なにせ、電話で得られた情報が少なすぎる。分かっているのは、殺人をほのめかしている男が、交番に出頭してきたということだけだ。しかも、本当に殺人があったのかさえ、定かではない。
「マキさんは、薬物使用を疑ってる?」
「だからお前をつれてるんだ」
「うーん、薬物臭くないんだけどなあ」
「だから、行ってみないと分からん」
などと言っている間に交番が見えてきた。
あまり外灯の多くない住宅街にあって、交番だけは煌々と明るい。その入口に、不安そうな顔をした、若い警官が立っていた。
永原たちの乗った車が横付けした途端、降りてきた二人にすがるように彼は飛びついた。
「あ、あの、県警本部の方でいらっしゃるのですか?」
動揺を隠さない彼の様子に、妹尾が噴き出した。
「本部の刑事でいらっしゃるよ。君が電話くれた人? こっちが電話を受けた人」
永原を、ぐい、と警官の前に押しやると、彼はおびえたように首をすくめた。
「す、すみません。ご迷惑をおかけして…」
まったくだ、という言葉はのみこんで、平身低頭する彼を尻目に、交番の中をのぞきこんだ。
「で、出頭してきたっていうのは、どいつだ」
決して広くはない交番の小さなテーブルの前に、男が座っていた。
中肉中背、やや骨ばった背中は曲がっている。細い肩の間に沈んだ頭は、巻田ほどではないにしろ、つるりとしていて、短く白い髪の毛が、申し訳程度にはえている。
「こ、こ、この男です」
警官に指さされて、男が顔を上げた。
落ちくぼんだ目はうつろで、見るともなくどこかを見ている。半開きになった口は、何か言いたげにぱくぱくと動いて、やがて息を吐いた。
「あんたか? 嫁さんを殺したとかいう…」
気だるげに視線を上げて、男は永原を見た。
だが、目は永原を見ていない。彼の目には、何も映っていない。
「おい…」
「――はい……」
男のつぶやきは呼吸音にまぎれ、かすれて消えた。
「…私は、私は妻を……」
何かを探すように目が泳ぎ、やがて、今初めて見つけたかのように、永原を捉えた。
「私は、妻をこの手で、葬りました――…」
「らちが明かん」
改めて男の向かい側に座り、正面から彼を見たが、憔悴しているが、受け答えはしっかりしている。
横に立つ妹尾を見ても、首を横に振っている。
――クスリじゃあないな…。
男は自分から名乗り、身分を明かした。
藤木
「殺したんだろ? で、遺体をどうしたって? 捨てた? 埋めた?」
「…殺したのではないです。……捨てても、埋めてもおりません…」
「さっき葬ったって、自分で言っただろうが!」
「…ええ、ですので、葬りました…私が、この手で…」
自分の手の平を見つめ、藤木は顔をゆがめた。
永原と妹尾は顔を合わせ、同時に溜め息を吐いた。
「…こりゃあ、どうにも…どうしようもないねえ」
薬物使用の疑いはないということで、妹尾はすでに興味を失っている。スマホを取り出していじり始めた。

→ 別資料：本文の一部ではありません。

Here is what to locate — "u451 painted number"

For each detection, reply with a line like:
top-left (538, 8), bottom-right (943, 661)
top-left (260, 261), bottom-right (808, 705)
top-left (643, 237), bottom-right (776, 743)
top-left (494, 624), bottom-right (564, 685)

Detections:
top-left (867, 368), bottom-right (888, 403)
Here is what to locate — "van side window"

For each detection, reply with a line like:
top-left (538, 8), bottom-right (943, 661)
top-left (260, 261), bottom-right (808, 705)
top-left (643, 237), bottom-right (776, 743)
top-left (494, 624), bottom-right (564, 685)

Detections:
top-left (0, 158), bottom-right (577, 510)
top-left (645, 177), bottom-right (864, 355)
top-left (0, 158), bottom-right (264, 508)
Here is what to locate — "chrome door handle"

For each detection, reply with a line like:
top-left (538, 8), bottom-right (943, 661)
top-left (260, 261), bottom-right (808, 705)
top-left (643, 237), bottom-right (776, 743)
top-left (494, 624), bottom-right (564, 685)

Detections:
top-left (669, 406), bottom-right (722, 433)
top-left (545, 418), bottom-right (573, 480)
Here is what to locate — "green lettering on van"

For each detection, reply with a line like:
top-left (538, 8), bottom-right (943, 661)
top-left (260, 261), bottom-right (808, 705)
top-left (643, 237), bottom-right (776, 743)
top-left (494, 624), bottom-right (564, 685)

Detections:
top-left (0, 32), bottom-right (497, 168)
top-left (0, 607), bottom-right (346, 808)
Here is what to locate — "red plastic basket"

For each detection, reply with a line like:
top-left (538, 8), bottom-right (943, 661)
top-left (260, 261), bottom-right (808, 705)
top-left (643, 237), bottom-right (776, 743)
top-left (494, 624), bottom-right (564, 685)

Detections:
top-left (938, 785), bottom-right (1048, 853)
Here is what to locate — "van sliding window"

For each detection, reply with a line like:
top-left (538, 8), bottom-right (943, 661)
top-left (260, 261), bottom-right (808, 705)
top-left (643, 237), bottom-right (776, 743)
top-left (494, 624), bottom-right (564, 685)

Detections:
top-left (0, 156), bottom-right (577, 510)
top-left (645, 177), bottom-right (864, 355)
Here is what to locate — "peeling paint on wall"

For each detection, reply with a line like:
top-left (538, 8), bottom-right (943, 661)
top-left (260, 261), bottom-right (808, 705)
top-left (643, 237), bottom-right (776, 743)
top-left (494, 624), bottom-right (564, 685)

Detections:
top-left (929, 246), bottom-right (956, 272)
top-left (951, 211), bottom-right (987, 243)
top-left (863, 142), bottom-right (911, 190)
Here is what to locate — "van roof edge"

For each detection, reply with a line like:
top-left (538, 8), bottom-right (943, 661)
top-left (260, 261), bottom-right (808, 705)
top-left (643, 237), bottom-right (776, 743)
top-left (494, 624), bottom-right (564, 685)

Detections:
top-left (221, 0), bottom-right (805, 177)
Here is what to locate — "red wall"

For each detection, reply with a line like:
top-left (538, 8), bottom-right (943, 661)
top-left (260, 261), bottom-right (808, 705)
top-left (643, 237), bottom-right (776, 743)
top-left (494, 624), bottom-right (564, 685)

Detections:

藤木は先ほどからずっと同じ話をくり返している。殺したのではない、遺棄もしていない。
だからどうした、と言いたい。
結局何がいいたのか分からない。決して気の短くない妹尾でさえ苛立ち、短気が服を着て歩いているような永原は、すでに爆発寸前だ。
「あんたの家はこの近くか? 自分の家でやったんだろう? 現場を見せてくれ」
現場を見ないことには、何の判断もできない。
藤木はゆっくりうなずき、この近くのアパートです、と言った。
「なら、今から行こう。おい、お前」
気配を消し、置物に徹していた若い警官が、びくっと体を震わせて、敬礼した。
「はっ、はいっ!」
「案内してくれ」
「かしこまりました!」
藤木の住むアパートは、本当に交番から近かった。
歩いて五分ほどで着いたそこは、二階建ての木造建築で、見るからに築年数が経っている。お世辞にもきれいとは言い難い外観だ。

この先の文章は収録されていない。